1913 novel by Bernard Kellermann

The Tunnel (Der Tunnel) is a novel by Bernhard Kellermann published in April 1913. The novel sold 100,000 copies in the six months after its publication, and it became one of the most successful books of the first half of the 20th century. By 1939 its circulation had reached millions. The main theme of the novel is social progress, particularly with respect to modern technology. It was published in English in 1915 through Hodder and Stoughton in the United Kingdom and Macaulay and Co. in the United States.

== Plot ==
Allan, an idealistic engineer, wants to build a tunnel at the bottom of the Atlantic Ocean connecting North America with Europe within a few years. The idealist's scheme is thwarted for financial reasons, and the tunnel construction (in particular a segment dug under a mountain) experiences several disasters. A fiasco seems inevitable, the army of workers revolt, and Allan becomes a figure of universal hatred throughout the world.

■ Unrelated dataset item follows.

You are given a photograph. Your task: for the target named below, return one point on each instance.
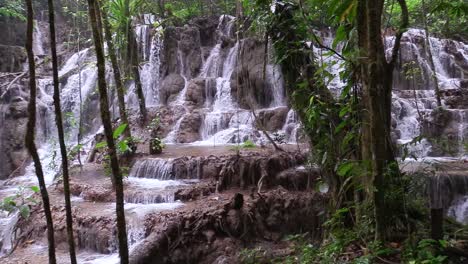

After 26 years of construction, the tunnel is finally completed; however, the engineering masterpiece is outdated as soon as it opens, as aeroplanes now cross the Atlantic in a few hours.

== Reception ==
The reception of the book and its sentiments was extremely positive, and was on its publication a success for Kellermann. The story anticipated important social events as the Great Depression, and had the charm of a parallel world history of a 1920s and 1930s in which the First World War never occurred. It also made the critical observation that technology always becomes outdated with its application.

== Film adaptations ==

A scene from Der Tunnel (1933)

Four films have been based on the book. The first was The Tunnel in 1915, a silent film directed by William Wauer. Rudolf Olden, in his book Hitler the Pawn, says that Adolf Hitler saw this film in Vienna, talked about it for days and was mesmerized by the lead character "who rouses the working masses by his speeches". Three films were released in 1933 and 1935, one version each in German (Der Tunnel), French (Le Tunnel) and English (The Tunnel, renamed Transatlantic Tunnel in the US). The French and German versions were directed by Curtis Bernhardt and the English by Maurice Elvey. At the time it was not unusual to release a film in separate versions in different languages, each using different actors or directors, but utilising the same sets and locations.